At startup, build a rocm_pool_to_physical list mapping each dense
pool index to a physical device index.  When the user pre-sets
ROCR_VISIBLE_DEVICES the map honours that mask, so pool i pins the
physical device the user actually picked rather than silently
renumbering to 0..N-1.  The map is also narrowed by ROCM_TEST_ARCH
filtering, the heterogeneous-fleet fallback, and the
ROCGDB_ROCM_GPU_MAX_PARALLEL cap.  For the duration of the body,
ROCR_VISIBLE_DEVICES is pinned to that physical index so the
inferior sees exactly the GPU it was scheduled on.

On heterogeneous (mixed-arch) systems the suite falls back to a
single GPU unless ROCM_TEST_ARCH selects one arch's GPUs explicitly.
When GDB_PARALLEL is unset the suite pins to a single pool,
preserving the pre-parallel single-tenant behaviour.  As a failsafe,
if any local device lacks multi-process debug support (per
hip_devices_support_debug_multi_process), parallel mode is downgraded
to serial regardless of the per-test marker.

Extend the check-parallel lockfile cleanup glob in Makefile.in to
sweep the new per-pool slot and barrier files.

Update gdb.rocm/addr-bp-gpu-no-deb-info.exp accordingly:
with_rocm_gpu_lock now pins ROCR_VISIBLE_DEVICES in the dejagnu
process environment and GDB inherits it at startup, so clean_restart
and the HIP_ENABLE_DEFERRED_LOADING set have to run inside the lock;
drop the now-redundant hard-coded
"set environment ROCR_VISIBLE_DEVICES=0" workaround.
Add gdb.testsuite/slot-pool-lock.exp covering the lock primitives in
lib/gdb-utils.exp that with_rocm_gpu_lock is built on.  The test
spawns tclsh children so it exercises the file locks across real
processes; each child appends timestamped acquire/hold/release
events to a shared log that the driver inspects.

Properties checked:

  * shared-capacity   - N shared acquirers hold concurrently within
                        a single pool's slot count.
  * mutex             - exclusive waits for the shared holder to
                        release before acquiring.
  * multi-pool-spread - row-major fill places the first NPOOLS
                        shared acquirers on distinct pools.
  * writer-priority   - a queued exclusive blocks new shared
                        acquirers, so a late shared arrival cannot
                        slip in when the pool drains; it must wait
                        for the exclusive to complete.
  * error-releases    - an error raised inside with_shared_lock_multi
                        propagates and releases the slot, so the
                        next acquire is immediate.

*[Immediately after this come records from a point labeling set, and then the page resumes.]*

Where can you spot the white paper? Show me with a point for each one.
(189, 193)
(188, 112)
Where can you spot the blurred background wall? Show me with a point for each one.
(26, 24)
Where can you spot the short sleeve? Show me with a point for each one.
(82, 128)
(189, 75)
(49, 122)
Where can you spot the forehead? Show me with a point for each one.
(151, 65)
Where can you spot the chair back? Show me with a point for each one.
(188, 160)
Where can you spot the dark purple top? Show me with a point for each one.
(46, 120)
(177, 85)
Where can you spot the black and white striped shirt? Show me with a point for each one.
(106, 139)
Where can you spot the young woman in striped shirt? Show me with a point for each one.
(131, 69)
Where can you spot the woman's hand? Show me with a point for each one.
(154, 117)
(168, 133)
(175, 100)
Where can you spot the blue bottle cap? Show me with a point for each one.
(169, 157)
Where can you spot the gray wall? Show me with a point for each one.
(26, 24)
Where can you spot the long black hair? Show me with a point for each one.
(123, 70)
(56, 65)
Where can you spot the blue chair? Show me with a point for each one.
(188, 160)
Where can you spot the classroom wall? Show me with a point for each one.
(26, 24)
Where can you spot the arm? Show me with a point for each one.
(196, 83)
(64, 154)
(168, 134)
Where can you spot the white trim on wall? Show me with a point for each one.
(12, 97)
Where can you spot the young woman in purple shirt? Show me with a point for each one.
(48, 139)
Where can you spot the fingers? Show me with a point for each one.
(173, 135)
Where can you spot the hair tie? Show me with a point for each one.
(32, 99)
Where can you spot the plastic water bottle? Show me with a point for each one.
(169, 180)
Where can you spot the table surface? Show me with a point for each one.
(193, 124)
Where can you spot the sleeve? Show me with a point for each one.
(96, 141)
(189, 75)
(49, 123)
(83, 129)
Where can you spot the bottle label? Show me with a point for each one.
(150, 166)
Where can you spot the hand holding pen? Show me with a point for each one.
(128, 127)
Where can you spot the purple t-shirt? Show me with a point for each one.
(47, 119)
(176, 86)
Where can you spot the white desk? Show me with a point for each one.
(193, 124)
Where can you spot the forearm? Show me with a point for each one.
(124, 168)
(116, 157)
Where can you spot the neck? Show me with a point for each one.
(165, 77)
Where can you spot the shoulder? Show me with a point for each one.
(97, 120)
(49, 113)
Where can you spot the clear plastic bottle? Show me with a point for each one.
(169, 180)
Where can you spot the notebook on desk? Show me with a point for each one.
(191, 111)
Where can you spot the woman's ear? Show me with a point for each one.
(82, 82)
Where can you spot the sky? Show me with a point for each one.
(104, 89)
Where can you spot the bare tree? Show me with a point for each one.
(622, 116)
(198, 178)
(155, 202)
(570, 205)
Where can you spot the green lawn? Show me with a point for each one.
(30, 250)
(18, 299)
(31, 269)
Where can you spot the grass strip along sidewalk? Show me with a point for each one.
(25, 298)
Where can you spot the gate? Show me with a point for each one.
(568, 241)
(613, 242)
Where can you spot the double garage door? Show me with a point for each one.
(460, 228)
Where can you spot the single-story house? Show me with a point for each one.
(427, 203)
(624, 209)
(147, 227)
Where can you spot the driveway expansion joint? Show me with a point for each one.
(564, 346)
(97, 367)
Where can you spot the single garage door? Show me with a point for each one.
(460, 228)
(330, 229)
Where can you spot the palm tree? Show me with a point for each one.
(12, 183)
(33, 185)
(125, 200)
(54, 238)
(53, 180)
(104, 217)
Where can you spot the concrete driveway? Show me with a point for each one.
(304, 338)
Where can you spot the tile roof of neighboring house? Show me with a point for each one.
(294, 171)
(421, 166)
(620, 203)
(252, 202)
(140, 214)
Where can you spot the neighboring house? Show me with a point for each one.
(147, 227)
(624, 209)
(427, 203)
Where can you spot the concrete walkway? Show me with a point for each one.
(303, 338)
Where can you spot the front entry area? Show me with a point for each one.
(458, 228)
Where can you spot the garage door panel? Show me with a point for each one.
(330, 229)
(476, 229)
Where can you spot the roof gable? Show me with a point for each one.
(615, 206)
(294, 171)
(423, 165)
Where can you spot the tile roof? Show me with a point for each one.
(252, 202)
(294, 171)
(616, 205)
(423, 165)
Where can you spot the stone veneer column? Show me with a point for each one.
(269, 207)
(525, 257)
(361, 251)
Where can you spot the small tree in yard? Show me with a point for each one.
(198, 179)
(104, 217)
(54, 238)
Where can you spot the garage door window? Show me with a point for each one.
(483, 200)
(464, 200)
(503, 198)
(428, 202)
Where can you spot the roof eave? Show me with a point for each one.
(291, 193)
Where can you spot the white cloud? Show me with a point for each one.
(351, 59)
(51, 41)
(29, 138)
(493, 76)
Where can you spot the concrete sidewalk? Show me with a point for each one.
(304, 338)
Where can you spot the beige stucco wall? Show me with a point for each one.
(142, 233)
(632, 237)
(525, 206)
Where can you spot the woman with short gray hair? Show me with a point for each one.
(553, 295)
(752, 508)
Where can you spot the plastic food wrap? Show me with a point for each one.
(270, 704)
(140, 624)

This commit is validation-only and adds no callers of the lock
layer beyond the new test.
Mark 60 gdb.rocm tests as parallel-safe and wrap two more in
with_rocm_gpu_lock so they participate in the shared lock at all.

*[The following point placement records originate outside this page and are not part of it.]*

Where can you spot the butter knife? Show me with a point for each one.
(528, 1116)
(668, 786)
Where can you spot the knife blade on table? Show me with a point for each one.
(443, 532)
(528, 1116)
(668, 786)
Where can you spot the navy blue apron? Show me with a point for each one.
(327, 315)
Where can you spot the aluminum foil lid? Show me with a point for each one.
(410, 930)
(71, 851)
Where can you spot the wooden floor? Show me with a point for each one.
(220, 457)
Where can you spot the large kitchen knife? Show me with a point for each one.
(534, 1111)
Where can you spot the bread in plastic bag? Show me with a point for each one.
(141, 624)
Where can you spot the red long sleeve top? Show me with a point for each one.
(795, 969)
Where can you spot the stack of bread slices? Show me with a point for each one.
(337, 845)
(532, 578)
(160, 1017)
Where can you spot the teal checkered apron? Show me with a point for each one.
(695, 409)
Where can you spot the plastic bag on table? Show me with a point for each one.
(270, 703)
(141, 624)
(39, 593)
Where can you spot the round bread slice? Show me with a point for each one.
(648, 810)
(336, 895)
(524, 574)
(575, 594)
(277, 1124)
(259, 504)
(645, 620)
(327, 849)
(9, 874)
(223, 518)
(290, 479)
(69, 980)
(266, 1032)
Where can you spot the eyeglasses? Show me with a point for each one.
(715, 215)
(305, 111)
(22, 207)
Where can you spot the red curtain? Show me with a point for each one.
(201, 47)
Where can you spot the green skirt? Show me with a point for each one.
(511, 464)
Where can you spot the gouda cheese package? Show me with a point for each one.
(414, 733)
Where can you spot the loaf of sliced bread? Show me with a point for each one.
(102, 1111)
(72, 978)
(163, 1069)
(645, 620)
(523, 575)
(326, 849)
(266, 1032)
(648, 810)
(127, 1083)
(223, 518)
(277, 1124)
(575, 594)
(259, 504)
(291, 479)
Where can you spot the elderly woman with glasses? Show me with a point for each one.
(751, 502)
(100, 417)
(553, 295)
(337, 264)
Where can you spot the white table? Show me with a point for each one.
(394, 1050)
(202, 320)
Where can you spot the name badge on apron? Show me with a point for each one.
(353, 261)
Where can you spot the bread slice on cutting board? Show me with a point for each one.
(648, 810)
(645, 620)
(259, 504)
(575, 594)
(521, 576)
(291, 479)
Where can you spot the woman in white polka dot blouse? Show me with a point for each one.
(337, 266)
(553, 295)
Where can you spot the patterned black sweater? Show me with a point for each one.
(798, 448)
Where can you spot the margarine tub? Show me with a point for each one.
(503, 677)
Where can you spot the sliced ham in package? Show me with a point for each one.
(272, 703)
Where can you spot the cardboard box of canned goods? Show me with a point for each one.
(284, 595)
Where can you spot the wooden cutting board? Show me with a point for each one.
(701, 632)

For each parallel-safe test, add

    set rocm_gpu_concurrency parallel

just below "load_lib rocm.exp", which lets with_rocm_gpu_lock take a
shared slot instead of locking the whole GPU.  The marked tests all
launch a single small kernel and only inspect per-inferior state, so
they can safely share a GPU with other rocm tests up to the
configured slot count.

simple-outside-debugger.exp and mi-attach.exp did not previously
call with_rocm_gpu_lock at all, so they ran without any coordination
against the rest of the suite even though both do exercise the GPU.
Wrap the GPU-using portion of each in with_rocm_gpu_lock and opt in
to shared mode as well.

The remaining wrapped tests (precise-memory*, device-attach,
device-interrupt, fork-exec-*, multi-inferior-*,
step-schedlock-spurious-waves, load-core-remote-system) are
intentionally left unmarked and continue to take the exclusive
(per-GPU) lock, since they exercise device-wide state, run hog
kernels, or require multiple concurrent GPU inferiors.
maint-print-registers.exp is left untouched because it is a pure
host-side test with no GPU launch.
Add a "ROCm GPU Parallel Testing" section to gdb/testsuite/README
describing the knobs that govern how gdb.rocm tests share GPUs under
GDB_PARALLEL.

The per-test ::rocm_gpu_concurrency marker selects one of three
modes: parallel (one slot on any GPU), serial (the default; every
slot of one GPU, leaving other GPUs free), and machine (every slot
of every active GPU).  The section also documents the
hip_devices_support_debug_multi_process failsafe that downgrades
parallel to serial on devices that cannot host two debugged
processes at once.

The environment variables documented are:

  * ROCGDB_ROCM_PARALLEL_SLOTS - per-GPU concurrent-test cap
    (default 2), including the =1 setting that restores the
    historical "one rocm test per GPU" behaviour and the effect of
    higher values on serial-marked tests.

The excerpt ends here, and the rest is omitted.